Saturday, December 31, 2005

Tsunami fishing boat aid could bring “misery”: report

Daily Mirror: 24/12/2005"

KUALA LUMPUR, Dec 22 (AFP) - Thousands of new boats given to fishing communities to replace those destroyed in last year's tsunami risk bringing “economic misery” by exhausting already depleted fish stocks, according to a new report.

The Malaysia-based WorldFish Centre labelled as “misguided” aid projects that were supplying affected countries with more vessels than they had before the December 26 disaster.

“Armed with good intentions and awash with money, but without clear co-ordination and a coherent strategy, many of the rehabilitation efforts will fail,” it said in a report.

“Worse still, they may imperil the longer-term livelihoods of the communities they are seeking to help.

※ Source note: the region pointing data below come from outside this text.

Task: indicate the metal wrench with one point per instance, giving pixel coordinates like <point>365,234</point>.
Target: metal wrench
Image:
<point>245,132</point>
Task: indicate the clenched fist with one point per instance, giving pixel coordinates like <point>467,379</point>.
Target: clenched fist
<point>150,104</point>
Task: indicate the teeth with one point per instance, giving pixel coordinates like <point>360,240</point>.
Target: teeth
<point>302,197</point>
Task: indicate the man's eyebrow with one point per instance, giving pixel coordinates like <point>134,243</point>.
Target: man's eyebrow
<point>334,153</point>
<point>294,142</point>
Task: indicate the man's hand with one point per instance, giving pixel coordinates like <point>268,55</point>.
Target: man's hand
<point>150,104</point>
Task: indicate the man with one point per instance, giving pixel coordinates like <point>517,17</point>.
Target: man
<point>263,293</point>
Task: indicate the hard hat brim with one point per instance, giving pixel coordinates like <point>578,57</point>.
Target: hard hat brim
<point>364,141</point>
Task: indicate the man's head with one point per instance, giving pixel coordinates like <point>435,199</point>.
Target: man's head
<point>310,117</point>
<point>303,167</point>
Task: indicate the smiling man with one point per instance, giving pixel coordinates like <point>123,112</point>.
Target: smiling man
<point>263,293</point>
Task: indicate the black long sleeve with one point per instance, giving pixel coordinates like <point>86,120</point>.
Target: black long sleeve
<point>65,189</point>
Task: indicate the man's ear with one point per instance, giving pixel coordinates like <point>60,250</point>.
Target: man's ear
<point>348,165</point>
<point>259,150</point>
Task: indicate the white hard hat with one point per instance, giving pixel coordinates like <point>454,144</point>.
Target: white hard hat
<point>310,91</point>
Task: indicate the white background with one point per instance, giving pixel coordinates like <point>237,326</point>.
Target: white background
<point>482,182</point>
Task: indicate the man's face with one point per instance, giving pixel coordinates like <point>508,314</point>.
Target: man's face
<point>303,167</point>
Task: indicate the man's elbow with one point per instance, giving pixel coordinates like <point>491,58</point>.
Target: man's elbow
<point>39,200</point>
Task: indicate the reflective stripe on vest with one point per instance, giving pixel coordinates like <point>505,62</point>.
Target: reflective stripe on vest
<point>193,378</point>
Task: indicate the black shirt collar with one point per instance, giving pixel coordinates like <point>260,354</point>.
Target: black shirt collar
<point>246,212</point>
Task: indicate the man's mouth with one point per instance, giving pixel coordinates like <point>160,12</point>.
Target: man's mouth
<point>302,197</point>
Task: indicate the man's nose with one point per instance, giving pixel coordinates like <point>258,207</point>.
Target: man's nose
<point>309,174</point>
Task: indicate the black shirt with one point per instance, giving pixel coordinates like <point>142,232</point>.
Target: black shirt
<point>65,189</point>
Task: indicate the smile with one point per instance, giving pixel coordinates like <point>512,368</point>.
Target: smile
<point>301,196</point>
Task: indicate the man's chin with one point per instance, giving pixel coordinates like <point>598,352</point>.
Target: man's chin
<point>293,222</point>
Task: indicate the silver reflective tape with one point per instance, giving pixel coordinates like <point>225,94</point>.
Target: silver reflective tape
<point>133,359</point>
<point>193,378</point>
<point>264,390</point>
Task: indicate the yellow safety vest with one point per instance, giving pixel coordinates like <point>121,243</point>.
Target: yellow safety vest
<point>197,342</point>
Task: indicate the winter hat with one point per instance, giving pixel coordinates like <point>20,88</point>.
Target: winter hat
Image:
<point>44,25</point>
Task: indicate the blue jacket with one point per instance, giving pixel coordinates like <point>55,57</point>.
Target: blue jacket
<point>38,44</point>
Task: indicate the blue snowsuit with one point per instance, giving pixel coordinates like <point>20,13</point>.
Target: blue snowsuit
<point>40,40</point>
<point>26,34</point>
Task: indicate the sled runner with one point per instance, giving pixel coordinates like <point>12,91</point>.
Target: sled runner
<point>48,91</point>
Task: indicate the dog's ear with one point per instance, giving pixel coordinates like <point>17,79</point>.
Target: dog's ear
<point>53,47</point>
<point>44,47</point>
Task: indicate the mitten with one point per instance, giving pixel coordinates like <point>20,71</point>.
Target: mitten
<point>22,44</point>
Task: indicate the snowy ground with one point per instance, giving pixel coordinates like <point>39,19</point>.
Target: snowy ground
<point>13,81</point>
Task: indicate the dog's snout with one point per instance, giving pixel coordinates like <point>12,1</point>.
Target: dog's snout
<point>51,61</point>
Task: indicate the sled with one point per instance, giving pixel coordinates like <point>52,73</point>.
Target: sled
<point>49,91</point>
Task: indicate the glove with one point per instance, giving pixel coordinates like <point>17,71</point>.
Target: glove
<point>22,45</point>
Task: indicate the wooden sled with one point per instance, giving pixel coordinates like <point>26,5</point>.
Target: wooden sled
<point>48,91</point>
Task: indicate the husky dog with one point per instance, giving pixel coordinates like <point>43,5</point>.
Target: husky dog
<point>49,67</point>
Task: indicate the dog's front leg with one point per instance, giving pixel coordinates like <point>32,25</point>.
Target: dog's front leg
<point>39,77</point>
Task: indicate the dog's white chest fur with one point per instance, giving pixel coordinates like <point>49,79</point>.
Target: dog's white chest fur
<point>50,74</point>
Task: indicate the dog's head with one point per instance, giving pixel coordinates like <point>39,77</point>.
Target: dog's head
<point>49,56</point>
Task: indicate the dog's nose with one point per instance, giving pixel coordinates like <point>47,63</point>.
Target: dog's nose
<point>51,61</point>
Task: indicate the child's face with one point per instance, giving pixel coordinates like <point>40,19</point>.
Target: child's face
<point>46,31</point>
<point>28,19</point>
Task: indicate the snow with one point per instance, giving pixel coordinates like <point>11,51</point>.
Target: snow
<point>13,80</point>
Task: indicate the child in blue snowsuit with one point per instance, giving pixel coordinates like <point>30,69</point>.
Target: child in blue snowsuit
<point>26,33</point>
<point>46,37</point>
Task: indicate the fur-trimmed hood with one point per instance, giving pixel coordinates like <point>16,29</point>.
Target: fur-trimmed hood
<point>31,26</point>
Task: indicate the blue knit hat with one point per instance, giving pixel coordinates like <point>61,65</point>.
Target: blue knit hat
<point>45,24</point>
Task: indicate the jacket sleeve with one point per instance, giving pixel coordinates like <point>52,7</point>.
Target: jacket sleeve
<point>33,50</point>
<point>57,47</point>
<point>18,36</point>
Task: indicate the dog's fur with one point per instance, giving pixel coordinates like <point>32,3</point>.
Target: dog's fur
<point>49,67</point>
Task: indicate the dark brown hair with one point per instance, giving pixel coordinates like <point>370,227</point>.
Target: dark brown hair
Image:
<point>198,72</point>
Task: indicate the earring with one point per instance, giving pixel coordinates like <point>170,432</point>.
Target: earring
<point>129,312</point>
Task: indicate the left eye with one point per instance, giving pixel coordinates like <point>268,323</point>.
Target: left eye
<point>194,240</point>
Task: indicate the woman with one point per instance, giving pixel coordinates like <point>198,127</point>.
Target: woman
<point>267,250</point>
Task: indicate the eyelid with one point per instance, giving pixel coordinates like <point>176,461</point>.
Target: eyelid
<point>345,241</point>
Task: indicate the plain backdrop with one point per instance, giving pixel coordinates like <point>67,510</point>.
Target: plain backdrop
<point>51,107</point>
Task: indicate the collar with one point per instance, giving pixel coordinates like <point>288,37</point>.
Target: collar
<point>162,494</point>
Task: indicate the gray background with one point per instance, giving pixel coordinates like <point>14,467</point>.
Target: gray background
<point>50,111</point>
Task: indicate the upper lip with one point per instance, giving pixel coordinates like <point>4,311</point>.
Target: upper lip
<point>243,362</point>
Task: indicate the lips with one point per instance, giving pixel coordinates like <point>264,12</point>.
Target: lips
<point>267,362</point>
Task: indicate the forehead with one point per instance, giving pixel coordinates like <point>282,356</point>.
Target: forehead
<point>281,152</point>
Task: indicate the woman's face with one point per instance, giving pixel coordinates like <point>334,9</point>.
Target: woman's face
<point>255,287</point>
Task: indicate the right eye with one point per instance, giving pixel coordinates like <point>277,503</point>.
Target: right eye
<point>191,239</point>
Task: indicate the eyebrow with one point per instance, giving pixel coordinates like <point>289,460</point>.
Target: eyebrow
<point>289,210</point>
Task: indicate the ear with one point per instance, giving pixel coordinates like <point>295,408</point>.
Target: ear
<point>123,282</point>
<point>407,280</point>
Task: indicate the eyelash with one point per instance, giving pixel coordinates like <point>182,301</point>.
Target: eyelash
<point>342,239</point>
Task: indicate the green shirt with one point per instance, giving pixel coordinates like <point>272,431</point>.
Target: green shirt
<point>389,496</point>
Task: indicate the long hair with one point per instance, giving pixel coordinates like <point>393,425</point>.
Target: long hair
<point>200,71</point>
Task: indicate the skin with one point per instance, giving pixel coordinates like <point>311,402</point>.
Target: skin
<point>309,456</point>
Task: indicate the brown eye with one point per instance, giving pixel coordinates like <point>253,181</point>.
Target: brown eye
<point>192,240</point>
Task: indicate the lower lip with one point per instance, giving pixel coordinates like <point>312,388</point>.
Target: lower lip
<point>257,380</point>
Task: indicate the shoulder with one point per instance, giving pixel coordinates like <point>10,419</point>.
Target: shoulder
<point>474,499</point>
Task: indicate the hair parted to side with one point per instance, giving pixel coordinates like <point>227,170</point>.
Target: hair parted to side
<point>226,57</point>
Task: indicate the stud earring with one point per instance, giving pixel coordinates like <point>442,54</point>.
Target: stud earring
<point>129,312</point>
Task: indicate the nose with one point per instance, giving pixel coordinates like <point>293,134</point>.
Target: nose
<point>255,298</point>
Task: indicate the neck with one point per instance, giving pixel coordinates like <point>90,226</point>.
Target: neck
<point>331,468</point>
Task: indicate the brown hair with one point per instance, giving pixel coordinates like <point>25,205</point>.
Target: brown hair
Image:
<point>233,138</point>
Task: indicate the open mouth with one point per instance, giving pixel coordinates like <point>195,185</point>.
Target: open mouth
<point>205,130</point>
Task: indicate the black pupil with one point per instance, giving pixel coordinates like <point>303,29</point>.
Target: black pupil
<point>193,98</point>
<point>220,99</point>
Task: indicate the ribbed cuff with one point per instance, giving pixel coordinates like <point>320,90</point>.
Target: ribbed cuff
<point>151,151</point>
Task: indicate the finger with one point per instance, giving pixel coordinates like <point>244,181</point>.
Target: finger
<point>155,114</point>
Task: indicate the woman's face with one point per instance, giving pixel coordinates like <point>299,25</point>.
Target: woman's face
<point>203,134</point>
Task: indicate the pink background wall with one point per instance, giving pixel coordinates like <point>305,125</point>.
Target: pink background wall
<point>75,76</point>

For fishers, the grim possibility that efforts to rebuild might actually send their communities on a downward path to economic misery is very real.”

The research institute said that in the Indonesian province of Aceh, which was worst-hit by the tsunami, some 8,000 boats were destroyed, but that some 10,800 new vessels had either already been delivered or were about to be.

“In many cases we see higher numbers of smaller boats which are used for inshore fishing, and this has potential negative consequences on the stocks which are the small fisherman's catch,” said WorldFish expert Madan Dey.

“Smaller fishermen cannot go to the deep sea and catch tuna -- they will be relying on the fish in inshore areas and if this ecosystem is destroyed, that will have a big long-term effect,” he told AFP.

WorldFish said that reviving depleted fisheries should take precedence in reconstruction efforts, even if that meant abandoning plans to provide replacement boats and fishing gear.

And it called for money to be spent instead on restoring marine habitats, enforcing sustainable fishing quotas, and providing training in other skills so that fishing communities could reduce their dependence on the sea.

It said that with Southeast Asian fish stocks estimated at a tenth of their levels in the early 1970s, they must not be allowed to “continue on their downward spiral and condemning fishers to become even more vulnerable.”

“Yet there is a very real risk that this will happen if our rehabilitation response is developed without due thought given to the complexities involved and is dominated by easy and ill-considered options for replacing lost boats and gear.”

WorldFish director-general Stephen Hall said the fishing grounds affected by the tsunami were poorly understood, but it appeared the disaster had not caused mass fish deaths. “However, as to the question of whether the destruction of mangroves has compromised the ability of those stocks to reproduce, the impact will only be known in a year or two's time,” he said.

Hall conceded that in the “murky area between relief and rehabilitation”, where many tsunami survivors remained without permanent housing, changing the focus onto the long-term implications of aid was difficult.

But he said regional governments and civil society groups were already listening, and that the UN's Food and Agriculture Organisation had decided recently to suspend a project to supply Indonesia with an extra 2,400 boats.

Hall said it was vital to widen coastal economies by introducing new businesses like small-scale aquaculture in farms which would create a variety of job openings.

“All these things will make those communities more stable and more resilient to the kinds of shocks they received in December last year,” he said.

The WorldFish Center is an independent body funded by grants from private organisations and governments.